Mike Moran, who was also with the Medford department before becoming Talent police chief, remembers a lesson he learned when Smith was his training officer. The two were driving in Medford, he said, when Smith spotted some broken glass on the road from an earlier accident. He told Moran to pull over.
“I thought that wasn’t really a good use of our time,” recalled Moran, who retired as Talent’s chief in 2016 and now lives in Bend. “But he said, ‘No, it’s important.’ It made a good impression on me — it’s not all about chasing bad guys down the street and shooting guns.”
Smith was also an artist, producing bronze sculptures, primarily of western themes. His own ambitions to become an art teacher were disrupted by the war in Vietnam, he told the Mail Tribune in 2012.
Smith’s quick wit and homespun humor made him a popular emcee for local fundraising events and as a public speaker.
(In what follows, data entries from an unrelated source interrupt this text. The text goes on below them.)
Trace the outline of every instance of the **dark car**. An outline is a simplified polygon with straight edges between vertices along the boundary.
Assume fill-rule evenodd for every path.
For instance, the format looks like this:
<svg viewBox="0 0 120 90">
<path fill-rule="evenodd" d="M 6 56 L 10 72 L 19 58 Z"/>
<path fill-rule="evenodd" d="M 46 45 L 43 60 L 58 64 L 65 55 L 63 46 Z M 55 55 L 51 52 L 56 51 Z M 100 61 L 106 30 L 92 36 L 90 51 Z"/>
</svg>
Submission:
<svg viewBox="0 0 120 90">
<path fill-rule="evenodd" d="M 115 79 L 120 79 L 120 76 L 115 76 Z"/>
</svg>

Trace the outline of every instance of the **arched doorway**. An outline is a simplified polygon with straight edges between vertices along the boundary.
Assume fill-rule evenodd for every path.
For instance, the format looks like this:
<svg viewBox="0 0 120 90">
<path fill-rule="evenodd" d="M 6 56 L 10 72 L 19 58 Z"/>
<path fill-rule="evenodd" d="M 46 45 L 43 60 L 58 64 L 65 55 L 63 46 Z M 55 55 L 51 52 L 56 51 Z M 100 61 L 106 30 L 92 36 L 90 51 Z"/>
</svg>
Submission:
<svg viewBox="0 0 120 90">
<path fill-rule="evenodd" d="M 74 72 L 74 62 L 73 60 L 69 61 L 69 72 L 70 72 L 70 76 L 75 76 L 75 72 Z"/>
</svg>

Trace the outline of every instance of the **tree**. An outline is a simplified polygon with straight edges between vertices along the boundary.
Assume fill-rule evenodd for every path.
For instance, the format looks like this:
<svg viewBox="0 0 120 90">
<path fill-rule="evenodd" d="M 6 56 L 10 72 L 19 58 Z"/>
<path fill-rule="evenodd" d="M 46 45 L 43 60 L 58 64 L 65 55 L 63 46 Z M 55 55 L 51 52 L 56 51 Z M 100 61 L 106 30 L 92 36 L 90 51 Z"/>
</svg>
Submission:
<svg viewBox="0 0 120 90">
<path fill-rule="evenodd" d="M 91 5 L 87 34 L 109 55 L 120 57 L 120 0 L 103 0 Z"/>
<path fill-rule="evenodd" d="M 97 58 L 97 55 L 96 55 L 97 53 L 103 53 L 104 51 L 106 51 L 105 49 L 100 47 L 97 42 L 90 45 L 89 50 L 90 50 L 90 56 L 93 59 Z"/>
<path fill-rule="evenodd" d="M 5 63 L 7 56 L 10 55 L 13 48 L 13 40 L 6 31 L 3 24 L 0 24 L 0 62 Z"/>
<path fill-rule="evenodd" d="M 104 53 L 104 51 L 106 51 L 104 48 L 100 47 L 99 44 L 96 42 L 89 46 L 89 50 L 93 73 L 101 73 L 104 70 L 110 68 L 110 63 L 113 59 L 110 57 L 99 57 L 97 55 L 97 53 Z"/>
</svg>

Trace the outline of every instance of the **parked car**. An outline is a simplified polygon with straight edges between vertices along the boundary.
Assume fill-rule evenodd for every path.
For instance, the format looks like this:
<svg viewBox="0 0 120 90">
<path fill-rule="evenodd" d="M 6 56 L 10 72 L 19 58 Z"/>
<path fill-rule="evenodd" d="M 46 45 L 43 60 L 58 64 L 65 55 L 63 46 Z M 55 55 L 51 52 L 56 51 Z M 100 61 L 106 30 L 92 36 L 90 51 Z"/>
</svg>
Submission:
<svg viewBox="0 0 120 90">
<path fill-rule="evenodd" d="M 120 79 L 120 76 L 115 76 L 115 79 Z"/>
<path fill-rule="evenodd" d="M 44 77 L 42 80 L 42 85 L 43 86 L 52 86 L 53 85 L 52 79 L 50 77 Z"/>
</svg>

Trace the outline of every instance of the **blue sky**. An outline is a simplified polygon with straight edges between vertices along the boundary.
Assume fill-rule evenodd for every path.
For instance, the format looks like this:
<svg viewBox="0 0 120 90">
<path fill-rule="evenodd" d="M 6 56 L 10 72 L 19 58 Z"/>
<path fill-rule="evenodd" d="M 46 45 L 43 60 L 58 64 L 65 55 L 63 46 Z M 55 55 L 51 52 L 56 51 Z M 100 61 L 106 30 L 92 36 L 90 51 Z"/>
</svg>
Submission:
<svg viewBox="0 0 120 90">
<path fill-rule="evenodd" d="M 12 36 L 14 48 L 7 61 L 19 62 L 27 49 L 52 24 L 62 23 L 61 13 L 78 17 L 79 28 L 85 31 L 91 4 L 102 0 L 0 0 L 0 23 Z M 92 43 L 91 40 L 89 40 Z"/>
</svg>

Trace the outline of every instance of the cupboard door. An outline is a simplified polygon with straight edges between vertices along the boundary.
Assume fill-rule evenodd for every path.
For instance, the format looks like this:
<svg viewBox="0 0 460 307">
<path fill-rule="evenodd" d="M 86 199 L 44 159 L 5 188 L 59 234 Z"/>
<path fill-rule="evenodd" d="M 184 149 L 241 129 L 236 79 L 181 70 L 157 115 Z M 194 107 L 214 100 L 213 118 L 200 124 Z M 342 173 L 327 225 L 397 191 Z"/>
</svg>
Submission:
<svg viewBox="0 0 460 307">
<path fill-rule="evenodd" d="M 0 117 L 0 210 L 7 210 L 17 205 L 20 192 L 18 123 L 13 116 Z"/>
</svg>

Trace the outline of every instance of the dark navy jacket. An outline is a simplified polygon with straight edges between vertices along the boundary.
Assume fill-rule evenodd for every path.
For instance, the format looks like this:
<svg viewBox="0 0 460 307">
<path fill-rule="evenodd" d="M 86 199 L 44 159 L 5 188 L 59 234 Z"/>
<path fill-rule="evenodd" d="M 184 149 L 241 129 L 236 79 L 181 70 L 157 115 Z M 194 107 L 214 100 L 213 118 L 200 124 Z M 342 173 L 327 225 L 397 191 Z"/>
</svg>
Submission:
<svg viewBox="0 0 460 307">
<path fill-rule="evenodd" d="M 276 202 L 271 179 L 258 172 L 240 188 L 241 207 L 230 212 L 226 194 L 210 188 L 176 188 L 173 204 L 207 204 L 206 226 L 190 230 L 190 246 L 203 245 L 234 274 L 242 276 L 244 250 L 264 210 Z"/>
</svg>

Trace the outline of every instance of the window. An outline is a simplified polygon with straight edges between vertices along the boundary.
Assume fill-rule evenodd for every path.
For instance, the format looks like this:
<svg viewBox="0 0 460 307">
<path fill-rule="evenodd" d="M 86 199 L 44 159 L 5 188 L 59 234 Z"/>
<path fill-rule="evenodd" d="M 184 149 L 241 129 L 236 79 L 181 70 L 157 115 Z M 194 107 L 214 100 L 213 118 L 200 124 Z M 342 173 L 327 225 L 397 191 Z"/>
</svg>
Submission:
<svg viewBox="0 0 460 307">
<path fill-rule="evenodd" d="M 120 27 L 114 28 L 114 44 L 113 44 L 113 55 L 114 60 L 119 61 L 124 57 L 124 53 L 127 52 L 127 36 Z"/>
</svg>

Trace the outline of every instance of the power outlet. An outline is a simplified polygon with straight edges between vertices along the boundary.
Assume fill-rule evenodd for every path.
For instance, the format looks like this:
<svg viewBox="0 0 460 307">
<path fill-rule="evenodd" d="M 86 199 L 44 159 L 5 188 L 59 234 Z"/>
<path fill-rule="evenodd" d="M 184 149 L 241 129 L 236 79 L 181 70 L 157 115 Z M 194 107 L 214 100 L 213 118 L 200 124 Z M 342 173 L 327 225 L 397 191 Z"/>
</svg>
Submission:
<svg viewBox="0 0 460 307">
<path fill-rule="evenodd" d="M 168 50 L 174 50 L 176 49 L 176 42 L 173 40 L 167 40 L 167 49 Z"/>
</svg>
That wit also served him well during a stint as a radio talk show host with Rosemary Harrington in the late 1990s.
“He was a fun partner on the radio,” Harrington recalled. "I never laughed so much or learned so much.”
However, she remembered, the early morning time slot could be a challenge for him.
“He’d show up late every day,” she said with a laugh, “and then sit there and read the paper for a half-hour. Then for the next two hours he would be eloquent, funny and infectious with his laughter and insight.”
“He was the sweetest man.”
Smith was unsuccessful in a congressional race and a state Senate election. But he faced down a number of political opponents in other elections, winning three sheriff’s elections and sitting on the county Board of Commissioners both before and after the 2008 recession. He defeated Democratic candidate Sue Densmore for the commissioner’s seat in 2004 and as an incumbent withstood Jim Olney’s challenge four years later. Smith decided not to run again 2012.
In his non-public life, he worked in private insurance and managed a family farm. An Air Force veteran, he and his wife, Gina, had three children.